Have you ever wanted to swim underwater without having to come up for breath? That’s a pretty damn good wish, right? Flowing beneath the waves, ducking to depths that no one could dream of going, riding along side whales and looking in their eye. That’s a great wish, but it’s also something of an odd fantasy. Scuba diving gets me close enough.

The best wish I can come up with at times would be to heal my mother. To make her not crazy, or not have been crazy. I could take away the pain that she lived with that was so bad it made her think she’d be better off just leaving, not be around. And as much as I would wish for this with everything that I am, as much as I would love to change that one part of my personal past, as much as I wish she had never taken that sense of comfort away from my sister and me, and that we always felt loved by her the way that we both know she loves us, no matter what her actions have been, it would mean I’d also, in a roundabout way, be wishing Robin out of my life. I can’t make that trade. No kid would ever wish his mother away, but if you are given the gift of someone who makes your father happy and who brings the slightest sense of balance back to your life (not all of it, just the tiniest piece), then no kid would wish that person out of their life, even in the most backwards way. Even if it meant they’d get their mother back, not the way she was, but the way she thinks she was, and every kid would want that. It’s fucked up.

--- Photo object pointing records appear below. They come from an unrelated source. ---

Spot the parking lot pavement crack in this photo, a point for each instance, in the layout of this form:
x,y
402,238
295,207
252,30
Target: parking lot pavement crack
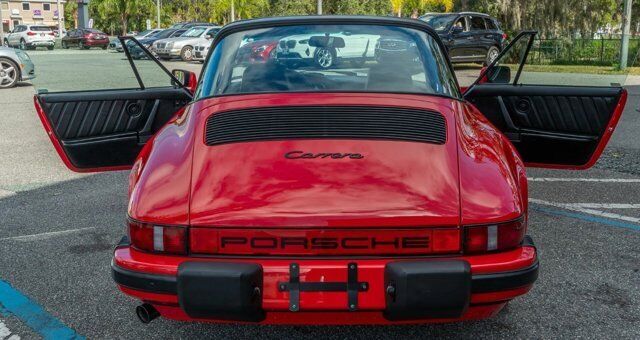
x,y
586,212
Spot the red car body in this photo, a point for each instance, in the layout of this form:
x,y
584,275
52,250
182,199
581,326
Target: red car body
x,y
325,231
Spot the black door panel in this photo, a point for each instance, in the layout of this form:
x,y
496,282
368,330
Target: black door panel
x,y
554,125
109,128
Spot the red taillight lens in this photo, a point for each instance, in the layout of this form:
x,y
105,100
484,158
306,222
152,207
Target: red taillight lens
x,y
164,239
492,237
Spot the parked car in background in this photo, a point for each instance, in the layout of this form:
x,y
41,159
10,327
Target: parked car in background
x,y
137,53
116,45
257,52
468,36
30,36
147,33
15,66
188,25
396,50
200,51
182,46
54,28
85,38
333,48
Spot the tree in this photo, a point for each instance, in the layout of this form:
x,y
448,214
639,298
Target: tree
x,y
127,12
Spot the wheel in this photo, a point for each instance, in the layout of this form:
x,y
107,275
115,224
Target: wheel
x,y
187,53
358,62
324,57
9,73
491,55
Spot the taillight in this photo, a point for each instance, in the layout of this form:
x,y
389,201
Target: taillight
x,y
492,237
157,238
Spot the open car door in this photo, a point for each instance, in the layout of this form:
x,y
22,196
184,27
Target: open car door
x,y
102,130
553,119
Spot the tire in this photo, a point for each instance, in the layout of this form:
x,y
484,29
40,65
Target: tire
x,y
492,53
9,73
358,62
324,57
186,54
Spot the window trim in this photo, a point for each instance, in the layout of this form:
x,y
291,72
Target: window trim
x,y
239,26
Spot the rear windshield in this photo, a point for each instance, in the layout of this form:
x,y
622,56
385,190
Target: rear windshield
x,y
40,28
328,58
194,32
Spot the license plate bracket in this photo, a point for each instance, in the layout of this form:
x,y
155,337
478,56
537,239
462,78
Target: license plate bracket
x,y
352,287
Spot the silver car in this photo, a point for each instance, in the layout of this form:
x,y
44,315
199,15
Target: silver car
x,y
15,66
183,45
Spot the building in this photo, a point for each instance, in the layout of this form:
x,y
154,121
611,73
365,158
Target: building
x,y
41,12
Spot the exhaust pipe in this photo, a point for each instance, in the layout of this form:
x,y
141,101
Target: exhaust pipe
x,y
146,313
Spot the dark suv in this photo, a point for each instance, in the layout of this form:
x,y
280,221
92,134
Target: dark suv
x,y
468,36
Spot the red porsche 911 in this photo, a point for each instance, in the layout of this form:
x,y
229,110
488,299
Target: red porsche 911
x,y
382,193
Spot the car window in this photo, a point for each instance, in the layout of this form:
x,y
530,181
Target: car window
x,y
194,32
40,28
439,22
321,58
507,65
477,23
461,22
490,24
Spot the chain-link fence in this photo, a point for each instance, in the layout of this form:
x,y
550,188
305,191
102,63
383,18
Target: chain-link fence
x,y
567,51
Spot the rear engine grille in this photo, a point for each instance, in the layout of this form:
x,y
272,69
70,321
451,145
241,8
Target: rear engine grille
x,y
330,122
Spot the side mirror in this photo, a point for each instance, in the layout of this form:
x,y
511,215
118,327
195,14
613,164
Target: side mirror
x,y
187,79
498,75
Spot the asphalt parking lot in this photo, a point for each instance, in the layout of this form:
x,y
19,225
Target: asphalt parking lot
x,y
58,229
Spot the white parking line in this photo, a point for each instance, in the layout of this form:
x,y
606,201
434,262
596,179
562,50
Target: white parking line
x,y
44,236
569,179
5,333
587,208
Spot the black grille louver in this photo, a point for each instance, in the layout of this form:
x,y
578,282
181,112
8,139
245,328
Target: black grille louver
x,y
328,122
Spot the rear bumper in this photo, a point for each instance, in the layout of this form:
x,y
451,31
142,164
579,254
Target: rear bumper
x,y
491,281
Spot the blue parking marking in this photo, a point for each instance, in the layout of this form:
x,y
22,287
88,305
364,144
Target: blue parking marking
x,y
585,217
15,303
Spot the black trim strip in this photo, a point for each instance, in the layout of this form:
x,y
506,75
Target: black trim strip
x,y
483,283
480,283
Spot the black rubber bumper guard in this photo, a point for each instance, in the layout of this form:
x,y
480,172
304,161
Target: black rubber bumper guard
x,y
453,276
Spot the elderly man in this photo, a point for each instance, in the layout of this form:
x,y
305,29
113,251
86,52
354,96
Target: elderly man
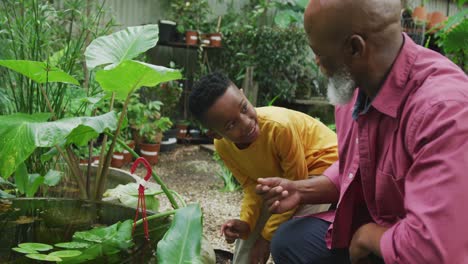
x,y
401,184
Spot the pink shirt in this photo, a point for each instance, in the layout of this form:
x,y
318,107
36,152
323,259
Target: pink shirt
x,y
404,163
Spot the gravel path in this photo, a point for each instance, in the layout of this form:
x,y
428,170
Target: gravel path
x,y
191,172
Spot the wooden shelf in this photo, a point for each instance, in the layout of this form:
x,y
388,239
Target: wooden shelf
x,y
185,45
311,101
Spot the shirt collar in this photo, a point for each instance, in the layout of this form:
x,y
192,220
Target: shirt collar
x,y
392,93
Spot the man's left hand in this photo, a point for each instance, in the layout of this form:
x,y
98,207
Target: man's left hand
x,y
366,240
260,252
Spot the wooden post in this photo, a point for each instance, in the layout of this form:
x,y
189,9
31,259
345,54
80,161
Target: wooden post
x,y
249,86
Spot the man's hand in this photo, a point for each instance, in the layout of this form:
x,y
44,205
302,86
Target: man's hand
x,y
366,240
234,229
279,194
260,252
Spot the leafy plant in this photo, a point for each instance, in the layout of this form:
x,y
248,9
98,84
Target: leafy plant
x,y
230,183
290,12
452,38
128,195
151,131
119,76
169,94
189,14
187,228
282,61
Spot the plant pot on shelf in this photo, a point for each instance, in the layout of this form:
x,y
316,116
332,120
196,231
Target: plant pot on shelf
x,y
128,158
182,131
419,14
436,20
191,37
194,133
169,141
215,39
205,39
167,31
118,160
150,152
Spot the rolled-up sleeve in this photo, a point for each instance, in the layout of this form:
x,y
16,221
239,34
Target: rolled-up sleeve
x,y
436,191
333,173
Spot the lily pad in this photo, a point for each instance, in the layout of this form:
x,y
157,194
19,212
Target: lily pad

At my lowest, most destitute and life questioning I’ve thought it would be great to wish to meet my grandfather, my mother's father. Just 5 minutes in a room, no way out, him and my fists. I’d kick his ass from end to end. But he had to live with the knowledge of what he did, he had to be the kind of person he was, and I don’t think a severe whopping is worse than that, as much as I’d have loved the opportunity. Besides, if there is a hell, he’s certainly there.

Some people say that they would wish for happiness. I find that a cheap wish, a throwaway. Don’t you earn happiness for yourself? You find it in the oddest places, at the weirdest moments, and you don’t earn it, persay, it just pops up, like a gift. I’d like to keep my happiness as something I don’t earn but relish when it comes. I’d like to be accountable to it when it arrives, and not treat it like a given.

I could wish for Mel to have done it right.

Wouldn’t it be cool to be a vampire? Come on, think about it. A vampire. But then you’d have to kill people. That would suck.

Somehow it always comes back to money for me, which is easy because I don’t have that much of it. But I live a good life, I live a damn interesting life, and there’s part of being the “struggling artist” that I wouldn’t want taken away from me. I don’t want this thing handed to me. If I ever do something that people love to such a degree it earns me piles and piles of cash, to the point that I don’t have to worry about it again, I want to be able to revel in it. I want to be able stick my middle finger at the ones who said I couldn’t do it this way, or stopped me somewhere along the path.

So I guess I’m just stuck with this. With my long hours and my short payroll and all the history I can carry with me. And my stupid fantasies. As much as I would change, I love things they way they have been, so I guess I’ll stay here, in a place where my one wish would be to think about what I would do if something granted me just one wish.